M. le président. Je suis saisi d’un amendement n° 5.
La parole est à M. Lionel Tardy.
M. Lionel Tardy. Je rappelle pourquoi je suis pour la suppression de l’article 1er : si l’antisémitisme me semble constituer un trouble à l’ordre public suffisant pour justifier la loi Gayssot, les autres cas me semblent insuffisamment le constituer pour justifier la présente loi.
M. le président. Quel est l'avis de la commission ?
Mme Valérie Boyer, rapporteure. Cet amendement vide la proposition de loi de sa substance. La commission y est donc évidemment défavorable.
Ce texte a pour objet de compléter les dispositifs réprimant la contestation de l’existence des génocides reconnus par la loi afin de leur donner une pleine effectivité. Il ne s’agit donc pas, comme l’exposé sommaire de l’amendement le laisse entendre, d’une proposition de loi mémorielle.
La négation des génocides, c’est la prolongation de la composante du crime, et c’est pourquoi il ne s’agit pas non plus d’une loi de circonstance, comme Renaud Muselier l’a montré, mais d’une loi qui fait l’unité nationale. Il est normal et légitime que des voix divergentes s’expriment : cela prouve que nous sommes dans un grand pays démocratique. Ce débat se déroule dans la dignité et la mesure.
Voter cette loi n’est pas un acte mémoriel, mais un acte politique fort. M. Estrosi a brillamment rappelé qu’une loi dépourvue de sanction consent par avance à sa violation et qu’il faut confier à la justice le droit de protéger les plus faibles. L’Assemblée s’honore, comme l’a dit M. Souchet, à prolonger ce combat. M. Raoult nous l’a rappelé, c’est le chemin de l’honneur et de la fidélité que nous suivons.
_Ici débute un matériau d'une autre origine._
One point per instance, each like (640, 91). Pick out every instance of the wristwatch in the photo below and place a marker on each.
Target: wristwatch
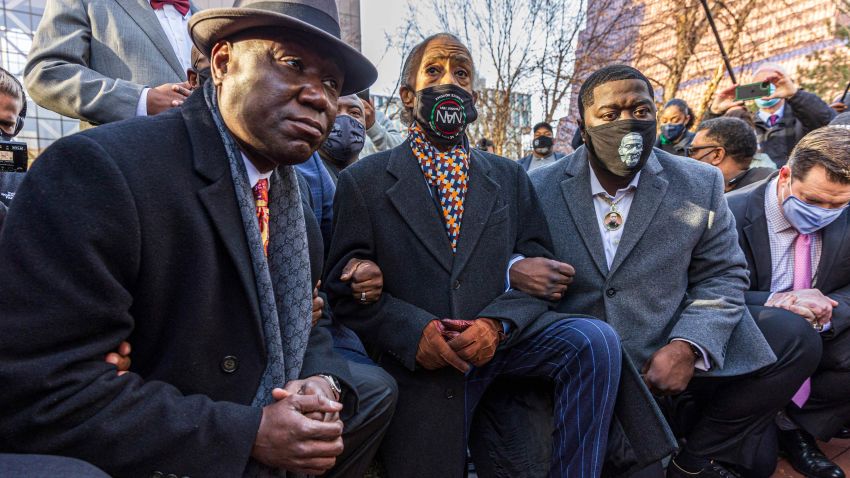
(696, 351)
(334, 383)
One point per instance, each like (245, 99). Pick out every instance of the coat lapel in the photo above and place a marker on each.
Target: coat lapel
(219, 197)
(576, 191)
(648, 197)
(411, 197)
(756, 232)
(477, 205)
(142, 13)
(833, 238)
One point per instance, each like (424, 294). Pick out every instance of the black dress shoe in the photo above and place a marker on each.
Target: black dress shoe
(713, 470)
(805, 456)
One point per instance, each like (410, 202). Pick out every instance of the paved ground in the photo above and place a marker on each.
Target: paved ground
(837, 450)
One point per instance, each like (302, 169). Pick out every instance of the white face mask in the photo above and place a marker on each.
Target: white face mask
(808, 218)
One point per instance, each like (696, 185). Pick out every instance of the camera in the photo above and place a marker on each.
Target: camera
(13, 156)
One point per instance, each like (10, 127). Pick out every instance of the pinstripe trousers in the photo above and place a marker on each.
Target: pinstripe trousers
(582, 358)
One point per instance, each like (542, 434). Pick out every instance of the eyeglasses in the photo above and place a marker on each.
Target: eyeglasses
(690, 149)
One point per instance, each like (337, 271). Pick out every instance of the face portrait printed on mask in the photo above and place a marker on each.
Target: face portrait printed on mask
(618, 126)
(621, 147)
(348, 134)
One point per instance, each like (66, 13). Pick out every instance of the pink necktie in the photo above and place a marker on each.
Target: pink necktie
(803, 280)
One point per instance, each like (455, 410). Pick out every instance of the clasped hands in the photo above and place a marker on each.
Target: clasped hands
(811, 304)
(458, 343)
Sur les bancs de l’opposition, je note qu’il a été dit que le négationnisme n’est pas une simple opinion, qu’il faut le combattre par la force de la loi et que ceux qui revendiquent la liberté de douter sont des imposteurs et des usurpateurs. C'est la raison pour laquelle il est nécessaire de légiférer aujourd’hui.
M. Devedjian a rappelé que la liberté d’opinion est très différente de la propagande d’État. C’est bien contre cette propagande d’État que nous souhaitons lutter, car elle poursuit les enfants de la haine dont leurs parents ont été victimes, et nous empêchent de trouver la paix civile.
J’ai entendu dire que les troubles à l’ordre public n’étaient pas suffisants, je ne peux pas souscrire à cette remarque.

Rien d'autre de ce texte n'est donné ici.